Posted on • Originally published at

Dist::Zilla - Why you should use @Starter instead of @Basic

I posted previously about a new "starter" bundle for Dist::Zilla, the CPAN author's automation tool. I'd like to briefly try to answer the question: "Why should I care?"

If you're already happily using Dist::Zilla with an extensive configuration or plugin bundle of your own, this bundle isn't for you. But maybe you can get some ideas from the included plugins, I added a few to my author bundle!

If you're looking to get started in Dist::Zilla, the @Starter bundle makes a great starting point. Usage is similar to @Basic and all of the same information in the tutorial applies.

If you're currently using @Basic, there are a few reasons you should consider switching over. @Basic has become somewhat outdated as it needs to maintain compatibility with existing configs; @Starter modernizes the base plugin set. For example, it includes the important [MetaJSON] plugin for generating modern CPAN metadata, and it uses [RunExtraTests] to run xt/ (extra) tests directly, which is now generally preferred over rewriting them into the t/ directory with the [ExtraTests] plugin. It also adds a few popular plugins, such as [Test::ReportPrereqs], which generates a test that lists all distribution prereqs and the currently installed versions, very helpful for debugging test failures.

Even if you're already including all of these improvements yourself on top of @Basic, using @Starter can cut down on the boilerplate in your dist.ini, and you can simply remove any plugins you want to leave out, or configure included plugins directly via config slicing. Plus, it can help incorporate new practices and features; @Starter will include future updates as new revisions, which you can review and switch to by setting the revision number in your dist.ini. This allows it to stay modern without breaking existing configs.

Switching from @Basic to @Starter is generally straightforward. Most minimal configurations can be directly switched over, removing any manually-included plugins that @Starter adds itself. If you are using @Filter, you can instead apply the -remove option directly to @Starter. The "CONFIGURING" section of the documentation goes over the most common ways to configure the bundle.

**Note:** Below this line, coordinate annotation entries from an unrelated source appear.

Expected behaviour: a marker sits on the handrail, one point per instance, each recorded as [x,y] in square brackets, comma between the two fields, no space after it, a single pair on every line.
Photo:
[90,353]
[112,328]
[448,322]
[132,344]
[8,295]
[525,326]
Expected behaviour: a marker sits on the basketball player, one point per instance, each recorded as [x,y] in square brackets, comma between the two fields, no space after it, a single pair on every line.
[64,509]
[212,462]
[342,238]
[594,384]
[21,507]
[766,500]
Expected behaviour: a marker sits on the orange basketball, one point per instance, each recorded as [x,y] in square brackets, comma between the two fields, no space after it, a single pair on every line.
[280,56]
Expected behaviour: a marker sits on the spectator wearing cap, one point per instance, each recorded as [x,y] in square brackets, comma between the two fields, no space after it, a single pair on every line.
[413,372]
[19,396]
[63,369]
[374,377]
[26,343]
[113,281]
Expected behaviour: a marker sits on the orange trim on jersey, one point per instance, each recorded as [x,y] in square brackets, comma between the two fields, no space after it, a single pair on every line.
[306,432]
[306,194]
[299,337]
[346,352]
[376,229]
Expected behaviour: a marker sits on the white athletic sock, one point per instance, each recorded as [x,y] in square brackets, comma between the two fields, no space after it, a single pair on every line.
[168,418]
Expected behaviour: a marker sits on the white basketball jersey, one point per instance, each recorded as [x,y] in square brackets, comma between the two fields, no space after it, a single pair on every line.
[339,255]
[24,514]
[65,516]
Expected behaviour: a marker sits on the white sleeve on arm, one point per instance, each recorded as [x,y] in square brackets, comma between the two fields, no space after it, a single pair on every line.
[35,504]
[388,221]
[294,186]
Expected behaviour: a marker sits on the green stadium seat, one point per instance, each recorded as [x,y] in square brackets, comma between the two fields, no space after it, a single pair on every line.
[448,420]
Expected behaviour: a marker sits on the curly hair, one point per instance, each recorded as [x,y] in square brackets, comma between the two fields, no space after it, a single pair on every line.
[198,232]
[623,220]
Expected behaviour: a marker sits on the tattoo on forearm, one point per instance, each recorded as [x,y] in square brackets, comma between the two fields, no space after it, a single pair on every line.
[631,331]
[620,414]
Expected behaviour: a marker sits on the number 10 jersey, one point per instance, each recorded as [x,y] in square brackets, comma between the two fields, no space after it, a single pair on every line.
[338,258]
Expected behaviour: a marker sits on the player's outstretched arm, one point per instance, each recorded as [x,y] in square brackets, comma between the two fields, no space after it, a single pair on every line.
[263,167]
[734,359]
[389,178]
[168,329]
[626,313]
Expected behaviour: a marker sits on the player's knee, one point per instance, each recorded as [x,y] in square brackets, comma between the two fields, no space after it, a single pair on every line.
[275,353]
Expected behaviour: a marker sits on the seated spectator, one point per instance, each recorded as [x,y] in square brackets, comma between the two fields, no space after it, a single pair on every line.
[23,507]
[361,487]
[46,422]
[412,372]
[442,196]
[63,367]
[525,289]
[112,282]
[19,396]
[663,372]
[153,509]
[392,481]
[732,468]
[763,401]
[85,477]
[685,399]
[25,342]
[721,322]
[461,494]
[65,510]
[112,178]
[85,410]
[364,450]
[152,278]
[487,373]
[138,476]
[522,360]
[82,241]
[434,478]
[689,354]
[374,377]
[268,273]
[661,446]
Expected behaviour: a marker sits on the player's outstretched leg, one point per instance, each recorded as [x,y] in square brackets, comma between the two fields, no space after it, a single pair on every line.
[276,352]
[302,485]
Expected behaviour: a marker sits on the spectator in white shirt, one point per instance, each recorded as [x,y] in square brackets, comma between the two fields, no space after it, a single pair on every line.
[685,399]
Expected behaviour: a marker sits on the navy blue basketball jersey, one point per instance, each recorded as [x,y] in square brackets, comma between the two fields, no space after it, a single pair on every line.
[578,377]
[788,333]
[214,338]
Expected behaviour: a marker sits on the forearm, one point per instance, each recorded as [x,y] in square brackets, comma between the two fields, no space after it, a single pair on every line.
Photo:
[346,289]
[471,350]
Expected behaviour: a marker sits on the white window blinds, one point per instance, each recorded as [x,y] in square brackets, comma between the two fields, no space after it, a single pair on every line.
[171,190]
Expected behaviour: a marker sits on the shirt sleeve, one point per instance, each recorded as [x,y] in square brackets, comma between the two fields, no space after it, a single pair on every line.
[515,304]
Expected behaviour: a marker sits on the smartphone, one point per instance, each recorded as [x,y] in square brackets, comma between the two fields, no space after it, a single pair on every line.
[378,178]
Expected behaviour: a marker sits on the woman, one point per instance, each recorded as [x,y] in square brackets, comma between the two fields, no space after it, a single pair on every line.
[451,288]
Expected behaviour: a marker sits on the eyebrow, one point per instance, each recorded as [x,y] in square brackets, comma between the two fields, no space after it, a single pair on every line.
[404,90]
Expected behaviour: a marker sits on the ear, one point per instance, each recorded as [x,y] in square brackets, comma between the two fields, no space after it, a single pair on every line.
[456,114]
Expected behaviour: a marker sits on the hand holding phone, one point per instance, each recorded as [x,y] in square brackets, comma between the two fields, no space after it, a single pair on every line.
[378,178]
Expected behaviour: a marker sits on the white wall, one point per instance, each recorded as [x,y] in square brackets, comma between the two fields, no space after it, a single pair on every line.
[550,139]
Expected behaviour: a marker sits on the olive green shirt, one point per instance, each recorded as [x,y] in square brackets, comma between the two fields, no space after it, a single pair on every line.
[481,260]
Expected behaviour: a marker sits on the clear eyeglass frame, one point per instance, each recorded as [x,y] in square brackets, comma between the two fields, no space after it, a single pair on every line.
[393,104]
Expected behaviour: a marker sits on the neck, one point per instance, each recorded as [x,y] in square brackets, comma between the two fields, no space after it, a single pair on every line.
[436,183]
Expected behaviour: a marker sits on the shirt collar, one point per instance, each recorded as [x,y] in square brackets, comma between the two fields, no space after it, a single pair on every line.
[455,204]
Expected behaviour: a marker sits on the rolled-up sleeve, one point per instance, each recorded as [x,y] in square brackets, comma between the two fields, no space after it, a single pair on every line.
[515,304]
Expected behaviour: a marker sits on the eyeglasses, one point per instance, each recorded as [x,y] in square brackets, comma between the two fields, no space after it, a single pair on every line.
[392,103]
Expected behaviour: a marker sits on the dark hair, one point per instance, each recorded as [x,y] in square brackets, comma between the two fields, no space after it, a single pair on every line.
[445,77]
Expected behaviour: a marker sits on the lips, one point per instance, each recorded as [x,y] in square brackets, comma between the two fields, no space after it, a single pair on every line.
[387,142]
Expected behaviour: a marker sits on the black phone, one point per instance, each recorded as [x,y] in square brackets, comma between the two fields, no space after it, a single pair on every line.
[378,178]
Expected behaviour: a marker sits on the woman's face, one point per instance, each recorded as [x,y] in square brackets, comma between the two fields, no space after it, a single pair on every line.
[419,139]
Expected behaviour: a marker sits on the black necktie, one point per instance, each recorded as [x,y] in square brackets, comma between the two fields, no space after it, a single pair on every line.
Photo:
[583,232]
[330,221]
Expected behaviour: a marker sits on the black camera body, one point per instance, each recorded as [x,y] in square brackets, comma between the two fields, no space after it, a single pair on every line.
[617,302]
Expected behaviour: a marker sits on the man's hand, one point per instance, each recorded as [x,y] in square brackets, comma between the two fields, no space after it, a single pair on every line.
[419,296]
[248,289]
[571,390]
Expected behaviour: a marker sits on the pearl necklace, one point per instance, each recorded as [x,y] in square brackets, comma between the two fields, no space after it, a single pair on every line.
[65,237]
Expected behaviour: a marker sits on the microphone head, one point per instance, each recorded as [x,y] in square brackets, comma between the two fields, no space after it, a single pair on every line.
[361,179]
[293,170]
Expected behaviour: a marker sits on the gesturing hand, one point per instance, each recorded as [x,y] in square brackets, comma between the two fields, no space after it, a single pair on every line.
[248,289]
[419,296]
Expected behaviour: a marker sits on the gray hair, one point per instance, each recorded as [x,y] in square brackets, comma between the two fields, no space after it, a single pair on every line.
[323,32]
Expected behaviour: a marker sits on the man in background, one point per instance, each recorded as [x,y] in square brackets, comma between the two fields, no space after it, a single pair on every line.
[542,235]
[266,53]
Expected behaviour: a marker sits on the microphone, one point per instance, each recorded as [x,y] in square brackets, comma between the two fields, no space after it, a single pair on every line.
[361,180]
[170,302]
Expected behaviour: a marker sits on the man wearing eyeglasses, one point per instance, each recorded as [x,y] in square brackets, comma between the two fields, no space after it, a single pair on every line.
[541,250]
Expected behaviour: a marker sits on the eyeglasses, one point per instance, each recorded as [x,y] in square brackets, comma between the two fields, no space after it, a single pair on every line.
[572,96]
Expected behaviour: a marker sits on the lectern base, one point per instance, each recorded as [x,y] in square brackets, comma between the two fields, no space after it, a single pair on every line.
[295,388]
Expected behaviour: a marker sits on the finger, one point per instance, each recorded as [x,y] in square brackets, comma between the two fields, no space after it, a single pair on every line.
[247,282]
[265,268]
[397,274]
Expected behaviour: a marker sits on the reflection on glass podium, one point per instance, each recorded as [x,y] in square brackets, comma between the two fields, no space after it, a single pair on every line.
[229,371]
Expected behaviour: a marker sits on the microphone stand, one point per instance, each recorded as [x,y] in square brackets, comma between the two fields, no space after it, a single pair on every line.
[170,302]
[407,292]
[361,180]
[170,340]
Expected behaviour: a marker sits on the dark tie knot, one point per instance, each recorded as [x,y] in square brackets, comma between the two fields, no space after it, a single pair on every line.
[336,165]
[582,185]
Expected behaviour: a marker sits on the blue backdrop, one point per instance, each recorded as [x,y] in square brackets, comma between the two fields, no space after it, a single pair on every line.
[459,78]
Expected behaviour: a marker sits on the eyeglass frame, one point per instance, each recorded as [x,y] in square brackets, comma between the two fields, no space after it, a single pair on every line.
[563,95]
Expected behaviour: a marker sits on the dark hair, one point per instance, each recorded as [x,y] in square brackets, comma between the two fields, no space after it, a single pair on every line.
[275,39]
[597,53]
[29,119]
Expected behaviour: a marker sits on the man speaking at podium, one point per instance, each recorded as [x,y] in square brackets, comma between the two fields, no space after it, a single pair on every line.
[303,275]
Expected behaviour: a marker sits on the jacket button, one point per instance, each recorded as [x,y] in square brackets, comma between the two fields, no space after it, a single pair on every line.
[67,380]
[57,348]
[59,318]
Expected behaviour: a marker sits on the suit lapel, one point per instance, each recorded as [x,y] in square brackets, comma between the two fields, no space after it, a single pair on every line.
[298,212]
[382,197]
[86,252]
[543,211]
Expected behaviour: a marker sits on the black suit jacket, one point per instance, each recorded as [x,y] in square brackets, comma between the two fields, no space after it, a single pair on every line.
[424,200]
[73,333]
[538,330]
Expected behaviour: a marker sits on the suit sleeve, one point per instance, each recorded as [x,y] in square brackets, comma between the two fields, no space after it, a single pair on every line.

Feel free to stop by #distzilla on or send me an email (address listed in module documentation) if you have any questions about the bundle, configuration, or Dist::Zilla in general. Happy releasing!

Since the original publication of this post, @Starter has reached revision 5 and the @Starter::Git variant bundle has been added for additional convenience. I will be republishing my other posts on @Starter in the coming week.